While We’re Young is the latest feature from director Noah Baumbach. Like his previous films, most notably The Squid and the Whale and Frances Ha, it is a smart and funny piece of comedy-drama with a slightly subversive edge that often recalls prime Woody Allen. It is bigger and bolder than his previous films, which are the absolute epitome of American independent cinema in the 21st century, but it still has the director’s distinctive spark.

The film stars Ben Stiller and Naomi Watts as Josh and Cornelia, a middle-aged couple who, when the film opens, are trying rather unsuccessfully to look after their friends’ baby. Without kids, Josh and Cornelia are the exception among their group of friends, and find themselves increasingly alienated until Josh is approached by young hipster couple Jamie and Darby, played by Adam Driver, best known for HBO’s Girls (and the aforementioned Frances Ha), and Amanda Seyfried. Josh is a struggling documentarian, and Jamie is a bright-eyed and enthusiastic disciple of the craft. The older couple find themselves growing revitalised by the younger couple’s sense of spirit and adventure.

The main cast are all superb. Ben Stiller is definitely playing to type, but it suits him and it works. Naomi Watts never gets enough credit for the vitality that she brings to each and every role she plays, just as she does here. Amanda Seyfried too - who has shown an aptitude for dramatic acting in HBO’s Big Love - shows a mature and unexpectedly strong side. Adam Driver also has a hugely engaging presence on-screen, and the actor navigates with gusto the contradictions and complicated motives of a character that is far more than he initially seems.

With the interplay between the two generations, the film smartly skewers the vintage- and retro-obsessed hipster culture of the younger characters by painting a keenly observed, but also slightly absurd portrait of them. The upper class yuppie set too, with their trendy gadgets constantly clicking away are not spared from the whip-smart, but subtle satire at play in this film. 
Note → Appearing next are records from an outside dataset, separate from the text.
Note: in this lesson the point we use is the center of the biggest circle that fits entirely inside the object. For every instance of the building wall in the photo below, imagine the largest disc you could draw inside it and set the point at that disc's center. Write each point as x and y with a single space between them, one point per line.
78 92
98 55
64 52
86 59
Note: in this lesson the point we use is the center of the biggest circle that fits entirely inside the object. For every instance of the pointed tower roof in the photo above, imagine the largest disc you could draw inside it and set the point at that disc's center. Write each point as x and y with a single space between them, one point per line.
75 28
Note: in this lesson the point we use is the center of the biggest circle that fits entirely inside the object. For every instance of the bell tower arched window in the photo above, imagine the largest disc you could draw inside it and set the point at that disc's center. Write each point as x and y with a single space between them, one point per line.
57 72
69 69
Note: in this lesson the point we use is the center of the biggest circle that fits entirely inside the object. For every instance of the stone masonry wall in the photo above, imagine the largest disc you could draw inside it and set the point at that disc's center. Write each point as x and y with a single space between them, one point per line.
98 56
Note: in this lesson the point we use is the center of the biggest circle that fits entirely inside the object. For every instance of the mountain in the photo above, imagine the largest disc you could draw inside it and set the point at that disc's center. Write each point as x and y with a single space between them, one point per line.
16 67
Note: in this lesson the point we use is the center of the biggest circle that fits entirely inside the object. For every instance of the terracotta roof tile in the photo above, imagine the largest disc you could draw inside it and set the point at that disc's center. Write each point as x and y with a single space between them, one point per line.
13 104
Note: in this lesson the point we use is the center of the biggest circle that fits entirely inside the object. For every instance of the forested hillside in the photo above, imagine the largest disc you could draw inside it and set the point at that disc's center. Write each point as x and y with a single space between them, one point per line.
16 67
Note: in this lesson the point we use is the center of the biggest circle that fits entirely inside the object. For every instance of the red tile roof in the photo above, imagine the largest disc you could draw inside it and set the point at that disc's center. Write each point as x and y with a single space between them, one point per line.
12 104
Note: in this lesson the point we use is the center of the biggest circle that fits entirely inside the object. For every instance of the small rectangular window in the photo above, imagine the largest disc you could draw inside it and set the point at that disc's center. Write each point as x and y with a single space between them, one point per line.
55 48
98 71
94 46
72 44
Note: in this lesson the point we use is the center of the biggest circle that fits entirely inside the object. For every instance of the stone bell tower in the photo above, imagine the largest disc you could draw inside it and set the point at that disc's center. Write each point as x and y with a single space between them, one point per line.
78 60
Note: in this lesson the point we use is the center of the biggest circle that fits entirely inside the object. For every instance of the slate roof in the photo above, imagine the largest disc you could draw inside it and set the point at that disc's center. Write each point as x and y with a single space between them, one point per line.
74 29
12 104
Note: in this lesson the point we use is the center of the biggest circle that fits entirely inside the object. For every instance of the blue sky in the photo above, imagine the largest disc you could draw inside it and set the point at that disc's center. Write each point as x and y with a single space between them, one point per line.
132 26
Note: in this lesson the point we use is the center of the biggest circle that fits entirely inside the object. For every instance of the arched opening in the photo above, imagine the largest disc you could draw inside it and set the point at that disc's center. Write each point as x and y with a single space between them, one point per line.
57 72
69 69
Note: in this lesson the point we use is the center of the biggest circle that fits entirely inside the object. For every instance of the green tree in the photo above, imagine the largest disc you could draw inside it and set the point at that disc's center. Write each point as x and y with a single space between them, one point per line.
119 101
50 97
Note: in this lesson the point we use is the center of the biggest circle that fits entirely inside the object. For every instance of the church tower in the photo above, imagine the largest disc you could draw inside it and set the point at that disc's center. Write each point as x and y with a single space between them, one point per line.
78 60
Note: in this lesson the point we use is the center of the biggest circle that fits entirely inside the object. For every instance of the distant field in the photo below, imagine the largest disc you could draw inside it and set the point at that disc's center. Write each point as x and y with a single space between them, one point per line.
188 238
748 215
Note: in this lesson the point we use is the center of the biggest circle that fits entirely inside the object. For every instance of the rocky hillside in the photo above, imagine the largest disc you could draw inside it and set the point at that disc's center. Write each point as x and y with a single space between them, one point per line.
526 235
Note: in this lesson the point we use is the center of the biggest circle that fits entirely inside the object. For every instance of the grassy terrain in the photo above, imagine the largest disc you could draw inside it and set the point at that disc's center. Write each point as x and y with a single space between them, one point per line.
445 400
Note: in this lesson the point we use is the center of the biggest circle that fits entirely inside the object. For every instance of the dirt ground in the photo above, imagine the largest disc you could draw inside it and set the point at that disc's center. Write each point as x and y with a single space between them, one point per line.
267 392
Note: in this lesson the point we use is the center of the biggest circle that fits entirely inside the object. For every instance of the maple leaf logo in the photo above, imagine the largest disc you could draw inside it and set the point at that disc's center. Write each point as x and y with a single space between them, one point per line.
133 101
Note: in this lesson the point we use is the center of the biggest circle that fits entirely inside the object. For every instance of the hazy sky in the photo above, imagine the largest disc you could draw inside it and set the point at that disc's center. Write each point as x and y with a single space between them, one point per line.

While We’re Young is something that cinema is always begging for - a genuinely original idea - so it wins huge points right away. There is a problem though in that Baumbach’s films are always highly referential, and this one is no exception, especially as so many of its characters are documentary filmmakers constantly spouting high-minded rhetoric. The film’s sense of humour can come across as a little exclusive or snobby, which may turn some viewers off.

But for the most part, While We’re Young is very enjoyable. It’s not uproariously funny, but the humorous moments come fast and often, even at the film’s emotional apex. The interplay between the characters is thought-provoking and engaging, as is the film’s slowly-building and very unpredictable structure. It offers no easy answers, but simply asks the audience to consider the way the world changes and some of us get either swept up or left behind. 

Perhaps it’s not a masterpiece, but While We’re Young is a surprisingly fun slice of comedy-drama from a rather underrated director. With an intelligent and original screenplay of the director’s usual high standard, and a cast at the absolute top of their game, the film’s few shortcomings can be easily ignored. 

While We’re Young is in cinemas now.